Ordonnances Macron : la modification des délais de recours en cas de licenciement

La modification des délais de recours en cas de licenciement

Les délais de recours sont modifiés par l’ordonnance.

Le délai est réduit de moitié. Désormais la saisine se fera dans un délai de 12 mois suivant le départ du salarié. Toutefois, des exceptions demeurent.délais de recours licenciement

Délais de recours en cas de licenciement pour motif économique

Le nouvel article  L. 1235-7 est rédigé comme suit : « Toute contestation portant sur le licenciement pour motif économique se prescrit par douze mois à compter de la dernière réunion du comité social et économique ou, dans le cadre de l’exercice par le salarié de son droit individuel à contester le licenciement pour motif économique, à compter de la notification de celui-ci. Ce délai n’est opposable au salarié que s’il en a été fait mention dans la lettre de licenciement. »

Le délai est donc de douze mois à compter :

  • de la dernière réunion du comité social et économique ou,
  • de la notification de celle-ci.

Il est précisé que ce délai de recours doit être mentionné dans la lettre de licenciement. A défaut, il n’est pas opposable au salarié.

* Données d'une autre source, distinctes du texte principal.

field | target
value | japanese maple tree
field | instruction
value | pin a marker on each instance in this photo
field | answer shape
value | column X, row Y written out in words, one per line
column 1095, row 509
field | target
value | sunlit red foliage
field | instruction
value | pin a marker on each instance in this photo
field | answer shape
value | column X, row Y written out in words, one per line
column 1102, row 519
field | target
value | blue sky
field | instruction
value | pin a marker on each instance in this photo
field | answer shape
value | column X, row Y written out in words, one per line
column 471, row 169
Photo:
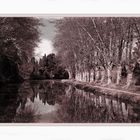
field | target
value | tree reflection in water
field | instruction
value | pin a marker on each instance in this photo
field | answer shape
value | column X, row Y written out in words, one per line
column 53, row 101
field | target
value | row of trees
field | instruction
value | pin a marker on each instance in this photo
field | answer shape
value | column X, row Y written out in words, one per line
column 18, row 38
column 100, row 49
column 48, row 67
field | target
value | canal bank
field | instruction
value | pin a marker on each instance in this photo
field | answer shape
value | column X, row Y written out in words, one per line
column 110, row 92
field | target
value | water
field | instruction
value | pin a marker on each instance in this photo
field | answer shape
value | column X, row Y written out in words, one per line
column 55, row 102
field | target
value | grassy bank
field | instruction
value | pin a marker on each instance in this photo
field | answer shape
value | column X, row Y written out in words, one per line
column 132, row 97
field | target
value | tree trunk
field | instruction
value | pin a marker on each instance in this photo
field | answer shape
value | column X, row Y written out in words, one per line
column 97, row 75
column 102, row 76
column 129, row 79
column 119, row 71
column 109, row 77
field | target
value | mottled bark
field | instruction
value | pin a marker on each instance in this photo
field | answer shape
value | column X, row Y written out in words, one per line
column 119, row 71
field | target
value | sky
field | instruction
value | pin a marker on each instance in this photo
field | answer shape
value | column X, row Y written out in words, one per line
column 48, row 32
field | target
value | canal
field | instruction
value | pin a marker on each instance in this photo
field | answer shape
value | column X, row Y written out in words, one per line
column 58, row 102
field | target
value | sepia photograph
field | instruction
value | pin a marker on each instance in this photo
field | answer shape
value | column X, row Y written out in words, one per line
column 70, row 69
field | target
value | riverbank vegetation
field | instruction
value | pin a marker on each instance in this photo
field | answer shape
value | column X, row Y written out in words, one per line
column 101, row 50
column 19, row 36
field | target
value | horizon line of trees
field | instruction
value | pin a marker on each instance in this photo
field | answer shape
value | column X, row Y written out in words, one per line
column 48, row 67
column 103, row 50
column 18, row 38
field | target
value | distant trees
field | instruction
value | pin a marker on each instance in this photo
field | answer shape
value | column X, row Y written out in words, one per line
column 49, row 67
column 100, row 49
column 18, row 38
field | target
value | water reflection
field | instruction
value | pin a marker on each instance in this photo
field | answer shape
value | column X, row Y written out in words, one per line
column 55, row 102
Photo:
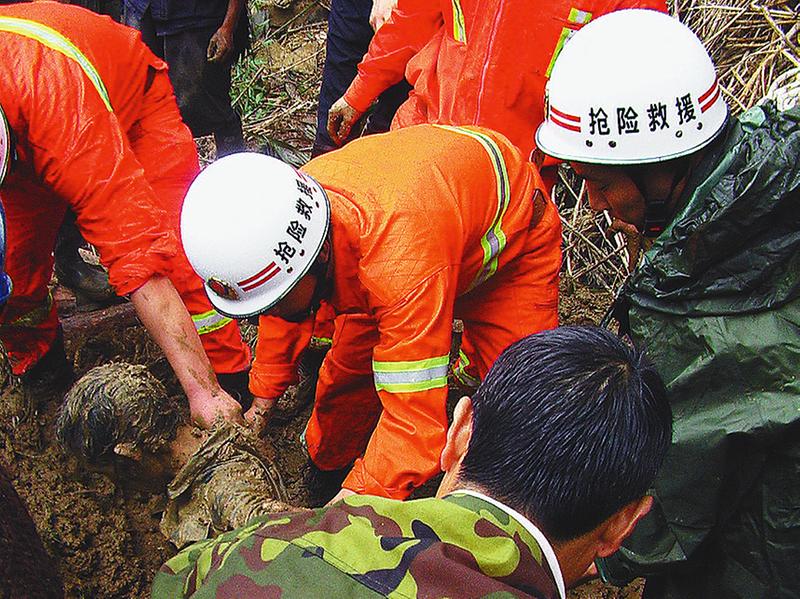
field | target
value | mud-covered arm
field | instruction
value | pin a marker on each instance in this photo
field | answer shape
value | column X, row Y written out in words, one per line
column 86, row 159
column 411, row 25
column 410, row 368
column 220, row 46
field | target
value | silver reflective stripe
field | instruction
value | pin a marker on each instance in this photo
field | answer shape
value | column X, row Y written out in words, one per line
column 408, row 377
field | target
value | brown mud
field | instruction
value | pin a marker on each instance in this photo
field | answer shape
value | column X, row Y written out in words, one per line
column 104, row 535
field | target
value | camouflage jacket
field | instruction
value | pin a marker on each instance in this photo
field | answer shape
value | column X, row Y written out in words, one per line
column 460, row 546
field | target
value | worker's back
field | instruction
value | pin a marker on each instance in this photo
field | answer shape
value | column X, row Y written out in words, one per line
column 426, row 198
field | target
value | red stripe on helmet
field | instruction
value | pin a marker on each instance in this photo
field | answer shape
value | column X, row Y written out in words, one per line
column 710, row 103
column 569, row 126
column 710, row 91
column 257, row 275
column 262, row 280
column 564, row 115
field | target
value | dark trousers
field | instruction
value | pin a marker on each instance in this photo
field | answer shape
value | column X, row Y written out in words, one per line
column 202, row 89
column 349, row 34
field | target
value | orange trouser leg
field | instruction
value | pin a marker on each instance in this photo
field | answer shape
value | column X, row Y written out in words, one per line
column 166, row 150
column 29, row 323
column 346, row 407
column 323, row 323
column 519, row 301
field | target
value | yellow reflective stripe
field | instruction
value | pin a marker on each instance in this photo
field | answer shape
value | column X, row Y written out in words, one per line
column 407, row 377
column 55, row 40
column 493, row 241
column 459, row 28
column 210, row 321
column 460, row 371
column 575, row 16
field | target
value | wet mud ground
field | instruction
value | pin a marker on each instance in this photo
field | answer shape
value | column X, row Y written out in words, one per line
column 100, row 528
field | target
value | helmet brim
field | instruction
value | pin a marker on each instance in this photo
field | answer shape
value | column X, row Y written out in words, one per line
column 245, row 308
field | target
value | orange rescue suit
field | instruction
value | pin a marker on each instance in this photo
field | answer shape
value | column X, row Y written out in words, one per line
column 427, row 224
column 97, row 129
column 475, row 62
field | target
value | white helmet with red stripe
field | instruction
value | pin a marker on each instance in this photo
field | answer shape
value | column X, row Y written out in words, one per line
column 634, row 86
column 252, row 227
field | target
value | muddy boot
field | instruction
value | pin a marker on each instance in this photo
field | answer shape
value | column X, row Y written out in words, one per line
column 89, row 282
column 236, row 384
column 323, row 485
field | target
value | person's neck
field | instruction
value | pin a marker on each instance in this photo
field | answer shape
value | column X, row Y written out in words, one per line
column 574, row 556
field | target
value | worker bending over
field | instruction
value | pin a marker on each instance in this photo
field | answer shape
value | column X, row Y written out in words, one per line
column 90, row 122
column 412, row 229
column 716, row 299
column 546, row 467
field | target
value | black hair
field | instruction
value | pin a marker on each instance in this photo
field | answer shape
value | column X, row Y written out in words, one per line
column 569, row 426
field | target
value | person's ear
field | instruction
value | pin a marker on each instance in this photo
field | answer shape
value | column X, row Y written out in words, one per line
column 619, row 526
column 458, row 435
column 128, row 450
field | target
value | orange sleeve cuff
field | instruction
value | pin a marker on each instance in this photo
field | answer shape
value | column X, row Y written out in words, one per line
column 363, row 483
column 360, row 95
column 271, row 380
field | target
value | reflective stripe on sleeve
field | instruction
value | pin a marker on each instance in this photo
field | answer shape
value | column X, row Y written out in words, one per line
column 459, row 27
column 493, row 241
column 460, row 371
column 579, row 18
column 210, row 321
column 53, row 39
column 408, row 377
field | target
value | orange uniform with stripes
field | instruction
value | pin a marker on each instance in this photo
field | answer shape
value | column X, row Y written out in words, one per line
column 475, row 62
column 428, row 223
column 97, row 129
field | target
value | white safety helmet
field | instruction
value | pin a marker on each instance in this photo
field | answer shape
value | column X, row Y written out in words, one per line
column 632, row 87
column 252, row 227
column 6, row 150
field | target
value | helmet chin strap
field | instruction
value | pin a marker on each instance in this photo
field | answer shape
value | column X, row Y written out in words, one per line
column 657, row 210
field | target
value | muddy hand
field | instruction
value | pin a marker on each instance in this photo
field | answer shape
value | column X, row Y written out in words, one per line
column 220, row 45
column 633, row 239
column 257, row 417
column 205, row 412
column 341, row 118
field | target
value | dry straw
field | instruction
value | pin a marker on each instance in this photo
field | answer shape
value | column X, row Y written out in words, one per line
column 752, row 44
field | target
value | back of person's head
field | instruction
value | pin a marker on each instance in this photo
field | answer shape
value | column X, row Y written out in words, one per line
column 116, row 408
column 569, row 426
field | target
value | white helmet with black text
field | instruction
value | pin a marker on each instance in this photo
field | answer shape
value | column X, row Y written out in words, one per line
column 252, row 227
column 632, row 87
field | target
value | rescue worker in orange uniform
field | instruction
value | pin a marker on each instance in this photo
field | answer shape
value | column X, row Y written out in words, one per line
column 94, row 126
column 411, row 228
column 470, row 62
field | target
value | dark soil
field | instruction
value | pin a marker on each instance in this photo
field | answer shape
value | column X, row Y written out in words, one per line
column 104, row 535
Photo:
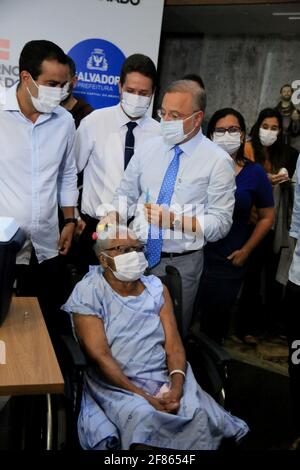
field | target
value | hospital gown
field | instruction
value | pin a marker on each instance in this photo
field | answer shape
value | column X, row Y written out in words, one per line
column 114, row 418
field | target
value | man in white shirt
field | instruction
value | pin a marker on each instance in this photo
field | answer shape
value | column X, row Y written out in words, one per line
column 292, row 309
column 184, row 186
column 106, row 140
column 38, row 169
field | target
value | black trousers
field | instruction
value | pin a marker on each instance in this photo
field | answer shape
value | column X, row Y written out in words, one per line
column 218, row 289
column 292, row 304
column 261, row 303
column 46, row 281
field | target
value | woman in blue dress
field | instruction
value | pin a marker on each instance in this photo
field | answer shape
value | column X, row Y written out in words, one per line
column 225, row 261
column 139, row 392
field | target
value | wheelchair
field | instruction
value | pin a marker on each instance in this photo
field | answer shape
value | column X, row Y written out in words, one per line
column 209, row 361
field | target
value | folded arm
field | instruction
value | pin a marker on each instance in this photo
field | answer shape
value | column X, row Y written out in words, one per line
column 176, row 359
column 91, row 334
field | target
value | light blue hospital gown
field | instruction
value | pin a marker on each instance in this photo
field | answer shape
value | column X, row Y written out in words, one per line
column 113, row 418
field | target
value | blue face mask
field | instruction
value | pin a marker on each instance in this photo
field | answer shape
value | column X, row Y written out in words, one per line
column 173, row 131
column 129, row 266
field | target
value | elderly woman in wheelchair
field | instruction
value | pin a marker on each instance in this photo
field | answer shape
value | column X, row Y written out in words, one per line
column 139, row 391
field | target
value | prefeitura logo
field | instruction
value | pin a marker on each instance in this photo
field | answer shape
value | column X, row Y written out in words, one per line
column 98, row 64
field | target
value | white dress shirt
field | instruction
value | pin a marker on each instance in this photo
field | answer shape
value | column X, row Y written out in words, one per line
column 100, row 145
column 294, row 274
column 37, row 171
column 205, row 185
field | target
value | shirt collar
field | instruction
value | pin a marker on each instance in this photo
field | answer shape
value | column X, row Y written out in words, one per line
column 123, row 119
column 11, row 101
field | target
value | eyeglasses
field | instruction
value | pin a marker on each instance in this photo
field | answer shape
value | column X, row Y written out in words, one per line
column 173, row 115
column 233, row 130
column 122, row 249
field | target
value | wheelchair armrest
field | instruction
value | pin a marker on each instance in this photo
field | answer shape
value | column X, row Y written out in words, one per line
column 213, row 349
column 74, row 351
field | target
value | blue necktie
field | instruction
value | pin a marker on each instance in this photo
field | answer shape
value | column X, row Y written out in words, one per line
column 129, row 143
column 155, row 239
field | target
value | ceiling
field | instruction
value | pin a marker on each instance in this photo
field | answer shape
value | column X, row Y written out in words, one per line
column 233, row 19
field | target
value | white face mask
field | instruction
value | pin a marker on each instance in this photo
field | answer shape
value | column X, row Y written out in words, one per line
column 173, row 132
column 135, row 105
column 267, row 137
column 228, row 142
column 66, row 91
column 48, row 97
column 129, row 266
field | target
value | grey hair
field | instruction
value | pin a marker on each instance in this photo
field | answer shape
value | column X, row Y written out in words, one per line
column 111, row 233
column 189, row 86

Délais de recours en cas de licenciement pour motif personnel

L’article L. 1471-1 est ainsi modifié : « Toute action portant sur la rupture du contrat de travail se prescrit par douze mois à compter de la notification de la rupture. »

Il existe toutefois des exceptions.

Ce délai n’est pas applicable « aux actions en réparation d’un dommage corporel causé à l’occasion de l’exécution du contrat de travail, aux actions en paiement ou en répétition du salaire et aux actions exercées en application des articles L. 1132-1, L. 1152-1 et L. 1153-1. Elles ne font obstacle ni aux délais de prescription plus courts prévus par le présent code et notamment ceux prévus aux articles L. 1233-67, L. 1234-20, L. 1235-7, L. 1237-14 et L. 1237-19-10, ni à l’application du dernier alinéa de l’article L. 1134-5. »

Ce délai n’est donc pas applicable aux actions suivantes :

  • Paiement de salaire : 3 ans
  • Contestation d’une rupture conventionnelle homologuée : 12 mois ;
  • Dénonciation du solde de tout compte : 6 mois ;
  • Reconnaissance d’un accident du travail / faute inexcusable : 2 ans ;
  • Action relatives à une discrimination ou à un harcèlement : 5 ans.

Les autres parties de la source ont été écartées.